Practical approaches normally accept some kind of compromise to this purest form (eg. DV would combine multiple attributes within a single Satellite).   But they still benefit from major advantages of higher normalization:

+Model much more Resilient to changes in the outside world of the EDW (able to non-destructively evolve the model)
+Model are Historization-Ready making all attributes potentially temporal (possible by design)
+Model limits data redundancy even for temporal and time-variant data
+Model can support more performant Zero Update strategy
+Model results in the elimination of NULL and support early arriving facts (entity loaded only depend on an Identity

 


Delivery or Presentation Layer

Layer Definition
This layer provides the Business view and/or Departmental view (different version of the truth) of the data.   It is accompanied with Reporting tool and any Data Analytics platform used by business people inside the organisation.

Delivery-Layer –Functional Role

  • Support complex business rules implementation
  • Provide flexibility to change data transformation rules
  • Offer a sensible view to the business community of all organization’s operations and processes
  • Offer a cleansed and standardized view of the often messy operational data
  • Provide support decision-making tools and platforms
  • Provides data to allow for more advanced analytical and mining activities

Delivery Layer -Design Criteria

  • Favor simple and easily communicable data model
    • Employ recognized Methodology such as dimensional and star-schema
  • Favor easy Data Reading over hard Data Loading (compromise to pay)
    • Must be Fast and Easy to query data
    • May be Hard and Messy to load data
  • Accept gracefully new Hierarchies, Grouping or other Business provided-info
  • Fully support multiple “version” of the data (departmental or organizational view )
  • Accept gracefully business rules changes (can be frequent)
    • At best, every business change should simply mean to re-construct the Virtualized layer (no re-loading necessary)
    • At worst, every business change should only affect very “localized” data loading jobs
  • Favor Communication of data model tied to Business terms and meaning
    • Data model easily understood and accepted and by “new” business eyes
  • Implementation more dependent on Vendor tools:  follows platform features, choice and characteristics


Martin

6 comments:

Unknown said...

Great Post.

I personally try to distinguish between *logistical* layers (staging,EDW, Dimensional Store) and *logical abstraction* layers: Central EDW, Access/Data Mart Layers).

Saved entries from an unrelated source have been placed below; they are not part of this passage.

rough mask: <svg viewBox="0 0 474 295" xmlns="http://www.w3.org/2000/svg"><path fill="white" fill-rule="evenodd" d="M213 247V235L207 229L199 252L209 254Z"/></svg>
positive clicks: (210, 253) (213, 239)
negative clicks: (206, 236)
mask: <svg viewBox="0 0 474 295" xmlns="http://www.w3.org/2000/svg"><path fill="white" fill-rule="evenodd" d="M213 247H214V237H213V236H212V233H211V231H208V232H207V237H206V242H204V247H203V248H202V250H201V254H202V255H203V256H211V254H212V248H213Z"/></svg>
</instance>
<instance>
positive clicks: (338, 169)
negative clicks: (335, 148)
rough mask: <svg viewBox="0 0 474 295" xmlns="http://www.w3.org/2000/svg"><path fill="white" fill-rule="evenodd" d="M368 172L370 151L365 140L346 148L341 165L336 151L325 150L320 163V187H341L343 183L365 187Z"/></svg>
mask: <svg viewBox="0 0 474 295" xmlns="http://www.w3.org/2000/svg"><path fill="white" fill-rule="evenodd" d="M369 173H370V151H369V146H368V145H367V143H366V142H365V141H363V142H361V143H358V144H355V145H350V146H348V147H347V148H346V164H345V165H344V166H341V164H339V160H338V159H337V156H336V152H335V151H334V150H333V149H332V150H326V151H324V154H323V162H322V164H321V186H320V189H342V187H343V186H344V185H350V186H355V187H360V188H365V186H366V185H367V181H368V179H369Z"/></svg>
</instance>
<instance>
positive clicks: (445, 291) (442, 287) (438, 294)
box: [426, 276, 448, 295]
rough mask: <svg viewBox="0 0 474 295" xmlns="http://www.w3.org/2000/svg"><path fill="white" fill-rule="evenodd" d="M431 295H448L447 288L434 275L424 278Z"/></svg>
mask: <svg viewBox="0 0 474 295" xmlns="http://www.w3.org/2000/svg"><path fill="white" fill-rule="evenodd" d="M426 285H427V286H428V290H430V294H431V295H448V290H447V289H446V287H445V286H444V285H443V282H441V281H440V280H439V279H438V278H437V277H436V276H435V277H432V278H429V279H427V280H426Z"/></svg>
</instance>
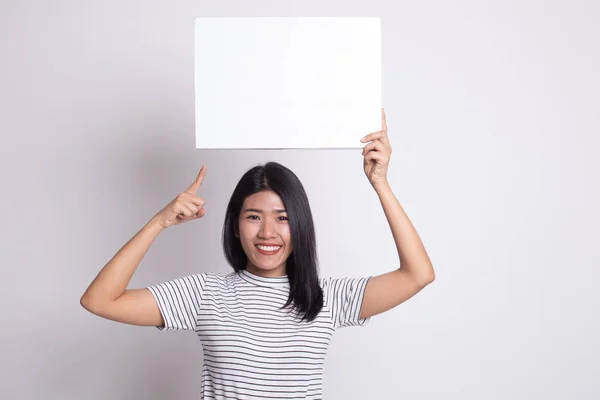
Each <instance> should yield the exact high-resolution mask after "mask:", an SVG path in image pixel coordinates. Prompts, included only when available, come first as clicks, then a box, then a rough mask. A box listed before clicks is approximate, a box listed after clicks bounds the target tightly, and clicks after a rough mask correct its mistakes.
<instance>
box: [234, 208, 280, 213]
mask: <svg viewBox="0 0 600 400" xmlns="http://www.w3.org/2000/svg"><path fill="white" fill-rule="evenodd" d="M247 212H255V213H259V214H262V213H263V210H259V209H258V208H247V209H245V210H244V213H247ZM273 212H274V213H278V214H282V213H285V212H287V211H286V210H273ZM242 214H243V213H242Z"/></svg>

IMO The Rule (Vault) is not a layer in either sense, more of an *area* inside the central EDW.

Realize that all data entities can store both base and derived data (both over time and at the same time). This does not have to interfere with aspects like auditability/tracability and flexibility.

Martin Ouellet said...

Thanks Martijn.

I agree that "The Rule" is not be a layer per se...

However favoring highly normalized model in central EDW would lead to highly decomposed entities, so not sure it should hold both base and derived data?

Unknown said...

Ít is a good thing to store derived data/calculations as atomic as possible, this makes it more managable.

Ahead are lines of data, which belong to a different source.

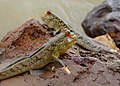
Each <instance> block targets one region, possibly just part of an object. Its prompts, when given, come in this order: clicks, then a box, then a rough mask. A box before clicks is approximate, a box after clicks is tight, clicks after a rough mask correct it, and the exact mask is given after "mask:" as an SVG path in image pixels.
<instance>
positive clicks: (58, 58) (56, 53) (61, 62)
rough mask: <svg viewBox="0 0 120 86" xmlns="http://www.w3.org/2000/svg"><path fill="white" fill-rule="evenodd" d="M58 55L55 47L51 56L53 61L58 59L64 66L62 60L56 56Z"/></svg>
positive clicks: (61, 63) (63, 62)
mask: <svg viewBox="0 0 120 86" xmlns="http://www.w3.org/2000/svg"><path fill="white" fill-rule="evenodd" d="M59 55H60V53H59V51H58V50H57V49H55V50H54V52H53V54H52V58H53V59H54V60H55V61H58V62H59V63H60V64H61V65H62V66H63V67H66V66H65V64H64V62H63V61H62V60H61V59H59V58H58V57H59Z"/></svg>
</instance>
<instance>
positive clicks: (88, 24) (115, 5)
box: [82, 0, 120, 48]
mask: <svg viewBox="0 0 120 86" xmlns="http://www.w3.org/2000/svg"><path fill="white" fill-rule="evenodd" d="M82 26H83V28H84V30H85V32H86V34H87V35H88V36H90V37H96V36H100V35H104V34H106V33H109V35H110V36H111V37H112V38H113V39H114V41H115V43H116V45H117V46H118V47H119V48H120V0H106V1H104V2H103V3H102V4H101V5H99V6H97V7H95V8H94V9H93V10H92V11H91V12H89V13H88V15H87V17H86V18H85V20H84V21H83V23H82Z"/></svg>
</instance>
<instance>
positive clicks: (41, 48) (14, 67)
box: [0, 30, 77, 80]
mask: <svg viewBox="0 0 120 86" xmlns="http://www.w3.org/2000/svg"><path fill="white" fill-rule="evenodd" d="M76 39H77V38H76V36H75V34H74V33H72V32H70V31H68V30H67V31H65V32H62V33H60V34H58V35H56V36H54V37H53V38H51V39H49V41H48V42H47V43H45V44H44V45H43V46H41V47H40V48H39V49H37V50H36V51H35V52H34V53H32V54H30V55H29V56H26V57H21V59H18V60H16V61H14V62H13V63H10V64H9V65H7V66H6V67H4V68H2V69H0V80H4V79H7V78H10V77H13V76H16V75H18V74H21V73H24V72H27V71H29V70H32V69H39V68H42V67H43V66H45V65H47V64H48V63H49V62H51V61H54V60H56V61H58V62H60V63H61V64H62V65H63V66H65V65H64V63H63V62H62V60H60V59H59V58H58V56H59V55H61V54H64V53H66V51H67V50H68V49H69V48H70V47H72V45H73V44H75V43H76ZM1 67H2V66H1Z"/></svg>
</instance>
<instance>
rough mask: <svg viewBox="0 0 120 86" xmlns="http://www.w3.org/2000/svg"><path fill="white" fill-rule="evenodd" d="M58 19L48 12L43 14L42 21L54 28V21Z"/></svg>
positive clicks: (50, 26) (46, 12)
mask: <svg viewBox="0 0 120 86" xmlns="http://www.w3.org/2000/svg"><path fill="white" fill-rule="evenodd" d="M55 18H56V16H55V15H54V14H53V13H52V12H50V11H46V12H44V13H43V14H42V16H41V19H42V20H43V21H44V22H45V23H46V24H47V25H48V26H49V27H50V28H53V26H54V25H53V24H54V23H53V24H52V23H51V22H52V21H53V20H54V19H55Z"/></svg>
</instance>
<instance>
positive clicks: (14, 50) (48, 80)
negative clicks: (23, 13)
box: [0, 19, 120, 86]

IMO the central layer sees any business rule/derivation just as another (very small) data source, that happens to get its data from the raw vault and process it first instead of being external.

Tobias Maasland said...
This comment has been removed by the author.
Tobias Maasland said...

Hey Martin,

I think your post is very helpful from an architectorial point of view. Especially talking about those layers, this article is still "fresh" today. Also, it helps to read this to get a general abstract idea of modelling a DWH.

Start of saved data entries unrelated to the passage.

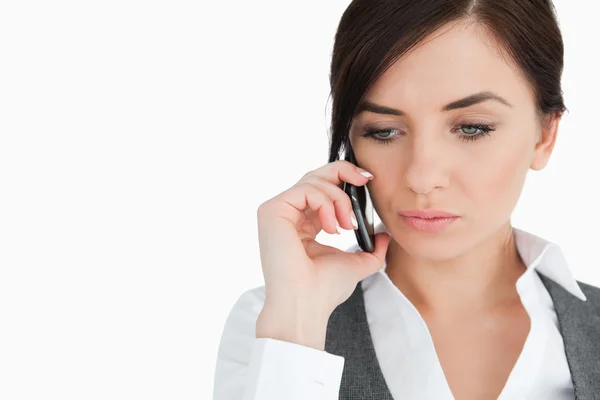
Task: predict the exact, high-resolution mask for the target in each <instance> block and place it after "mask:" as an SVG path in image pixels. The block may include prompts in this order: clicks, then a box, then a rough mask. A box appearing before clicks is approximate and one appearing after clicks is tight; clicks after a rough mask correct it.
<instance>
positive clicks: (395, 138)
mask: <svg viewBox="0 0 600 400" xmlns="http://www.w3.org/2000/svg"><path fill="white" fill-rule="evenodd" d="M450 28H452V26H450V25H448V26H446V27H443V28H441V29H440V30H438V32H436V33H434V34H433V35H432V36H431V37H430V38H433V39H432V40H425V41H424V42H423V43H424V44H421V45H420V46H419V47H417V48H415V49H414V50H412V51H411V52H410V53H409V54H408V55H405V56H404V57H403V58H401V59H400V60H398V61H397V62H396V63H395V64H394V65H393V66H392V67H391V68H390V69H388V70H387V71H386V72H385V74H384V75H382V76H381V77H380V78H379V79H378V81H377V82H376V83H375V85H374V86H373V87H372V88H371V90H370V91H369V92H368V93H367V95H366V98H365V100H366V102H368V103H370V104H371V105H372V106H371V107H367V109H369V108H370V109H373V105H376V106H383V107H387V108H389V109H395V110H399V111H401V112H392V113H393V114H394V113H395V114H401V115H391V114H386V113H379V112H374V110H373V111H362V112H360V113H359V114H357V116H356V117H355V119H354V120H353V123H352V128H351V130H350V141H351V145H352V148H353V149H354V153H355V155H356V159H357V163H358V165H359V166H361V167H363V168H365V169H366V170H367V171H370V172H372V173H373V174H374V175H375V179H374V180H373V181H371V182H370V183H369V184H368V185H369V192H370V194H371V197H372V199H373V203H374V206H375V208H376V210H377V213H378V215H379V216H380V217H381V220H382V222H383V223H384V224H385V226H386V227H387V228H388V230H389V231H390V233H391V234H392V237H393V238H394V240H395V241H396V242H397V243H398V244H399V245H400V246H401V247H402V248H404V249H405V250H406V251H408V252H409V253H411V254H412V255H413V256H421V257H425V258H429V259H437V260H443V259H449V258H453V257H456V256H457V255H458V254H460V253H461V252H463V251H465V250H467V249H468V248H470V247H472V246H474V245H476V244H477V243H479V242H481V241H483V240H485V239H486V238H490V237H491V236H492V235H494V233H497V232H500V231H501V230H502V228H503V227H506V226H507V224H508V223H510V215H511V213H512V211H513V209H514V207H515V206H516V203H517V201H518V199H519V196H520V193H521V190H522V187H523V184H524V182H525V178H526V174H527V172H528V170H529V168H532V169H535V170H539V169H542V168H543V167H544V166H545V165H546V163H547V161H548V158H549V157H550V154H551V152H552V148H553V146H554V143H555V138H556V129H557V127H558V120H559V118H558V117H557V118H554V119H552V120H551V121H550V122H552V123H551V124H550V125H548V129H545V128H543V127H542V124H541V121H539V119H538V117H537V115H536V109H535V102H534V101H535V100H534V97H533V92H532V91H531V89H530V88H529V86H528V85H527V82H526V80H525V78H524V77H523V76H522V75H521V73H520V72H519V69H518V68H517V66H516V65H515V64H514V63H512V60H510V59H509V58H508V57H504V58H503V57H502V56H501V55H500V54H499V52H498V51H497V50H496V47H494V43H495V42H494V41H493V40H492V38H491V37H490V36H487V35H485V33H484V32H485V31H483V30H482V29H481V28H479V27H478V26H477V25H456V26H454V28H453V29H450ZM440 34H441V35H440ZM481 92H487V93H490V94H493V95H495V96H499V97H500V98H502V99H503V100H494V99H489V100H485V101H481V102H479V103H476V104H472V105H469V106H467V107H462V106H464V103H463V104H455V106H453V107H452V106H451V107H449V109H447V110H444V108H445V106H446V105H448V104H451V103H454V102H456V101H457V100H459V99H463V98H465V97H468V96H471V95H474V94H476V93H481ZM467 103H469V102H467ZM466 125H476V127H469V126H466ZM544 126H546V125H544ZM488 128H489V129H490V131H489V132H487V129H488ZM369 129H373V130H376V131H377V133H376V134H374V135H373V136H372V137H370V138H367V137H364V136H363V135H364V134H365V133H366V132H367V130H369ZM376 138H379V139H381V140H388V142H385V143H384V142H379V141H377V140H375V139H376ZM407 209H437V210H443V211H448V212H451V213H454V214H457V215H458V216H460V218H459V219H458V220H456V221H455V222H454V223H453V224H452V225H451V226H450V227H449V228H447V229H446V230H444V231H442V232H439V233H426V232H419V231H416V230H413V229H412V228H410V227H409V226H407V225H405V223H404V222H403V219H402V218H401V217H400V216H399V214H398V213H399V212H400V211H401V210H407Z"/></svg>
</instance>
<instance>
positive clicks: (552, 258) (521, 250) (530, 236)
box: [348, 223, 587, 301]
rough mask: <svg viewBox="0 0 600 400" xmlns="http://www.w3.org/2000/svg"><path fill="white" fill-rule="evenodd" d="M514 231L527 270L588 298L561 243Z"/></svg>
mask: <svg viewBox="0 0 600 400" xmlns="http://www.w3.org/2000/svg"><path fill="white" fill-rule="evenodd" d="M379 232H386V233H388V234H390V231H389V230H388V229H387V228H386V227H385V225H383V223H379V224H378V225H377V226H375V233H379ZM513 232H514V235H515V244H516V246H517V251H518V252H519V254H520V256H521V259H522V260H523V262H524V263H525V266H526V267H527V270H528V271H527V272H529V271H531V270H534V269H535V270H537V271H538V272H539V273H541V274H543V275H545V276H546V277H548V278H550V279H552V280H553V281H554V282H556V283H558V284H559V285H560V286H562V287H563V288H564V289H565V290H567V291H568V292H569V293H571V294H572V295H573V296H575V297H577V298H578V299H580V300H582V301H586V300H587V298H586V296H585V294H584V293H583V291H582V290H581V288H580V287H579V284H578V282H577V281H576V280H575V278H574V277H573V274H572V273H571V270H570V269H569V265H568V263H567V260H566V258H565V255H564V253H563V251H562V249H561V248H560V246H559V245H557V244H556V243H553V242H550V241H549V240H546V239H544V238H542V237H540V236H536V235H534V234H533V233H530V232H527V231H525V230H523V229H519V228H515V227H513ZM348 251H350V252H357V251H360V247H359V246H358V244H355V245H353V246H352V247H350V248H349V249H348ZM385 267H386V264H385V261H384V264H383V267H382V268H381V270H380V272H383V271H385Z"/></svg>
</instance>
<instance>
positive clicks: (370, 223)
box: [344, 146, 375, 253]
mask: <svg viewBox="0 0 600 400" xmlns="http://www.w3.org/2000/svg"><path fill="white" fill-rule="evenodd" d="M345 160H346V161H349V162H351V163H352V164H354V165H356V166H359V165H357V163H356V157H355V156H354V152H353V151H352V147H350V146H348V147H347V150H346V156H345ZM344 192H346V194H348V196H349V197H350V202H351V203H352V210H353V211H354V214H355V215H356V222H358V229H355V230H354V234H355V235H356V241H357V242H358V245H359V246H360V248H361V249H362V250H363V251H366V252H369V253H372V252H373V250H374V248H375V234H374V226H373V203H372V202H371V196H370V195H369V189H368V188H367V185H366V184H364V185H363V186H354V185H352V184H351V183H348V182H344Z"/></svg>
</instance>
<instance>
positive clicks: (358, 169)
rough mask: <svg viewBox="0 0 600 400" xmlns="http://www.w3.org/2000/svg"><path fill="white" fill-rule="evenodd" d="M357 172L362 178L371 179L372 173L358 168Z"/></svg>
mask: <svg viewBox="0 0 600 400" xmlns="http://www.w3.org/2000/svg"><path fill="white" fill-rule="evenodd" d="M358 171H359V172H360V174H361V175H362V176H364V177H365V178H369V179H371V178H373V174H372V173H370V172H369V171H365V170H364V169H362V168H359V169H358Z"/></svg>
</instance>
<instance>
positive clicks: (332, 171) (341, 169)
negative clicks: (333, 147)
mask: <svg viewBox="0 0 600 400" xmlns="http://www.w3.org/2000/svg"><path fill="white" fill-rule="evenodd" d="M362 174H365V175H362ZM312 175H314V176H318V177H319V178H321V179H324V180H326V181H328V182H330V183H333V184H334V185H336V186H342V185H343V183H344V182H348V183H351V184H353V185H355V186H362V185H364V184H365V183H367V182H368V181H369V180H370V179H373V175H372V174H371V173H369V172H368V171H365V170H364V169H362V168H359V167H357V166H356V165H354V164H352V163H351V162H349V161H346V160H338V161H334V162H332V163H328V164H325V165H323V166H322V167H320V168H317V169H316V170H314V171H310V172H308V173H307V174H305V175H304V176H303V177H302V179H300V181H303V180H305V179H307V178H309V177H310V176H312Z"/></svg>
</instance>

When I wrote about some misconceptions about Star Schemas being perceived as Data Warehouses, I referred to this post for clarification: https://www.tobiasmaasland.de/2016/08/24/why-your-data-warehouse-is-not-a-data-warehouse/

Martin Ouellet said...

Thanks Tobias,
Yes I wrote this post out of frustrations after seeing too many DW implementations having a "missing" integration layer (or persistant ... or what ever else you want to call it), and all the (avoidable) difficulties it generates!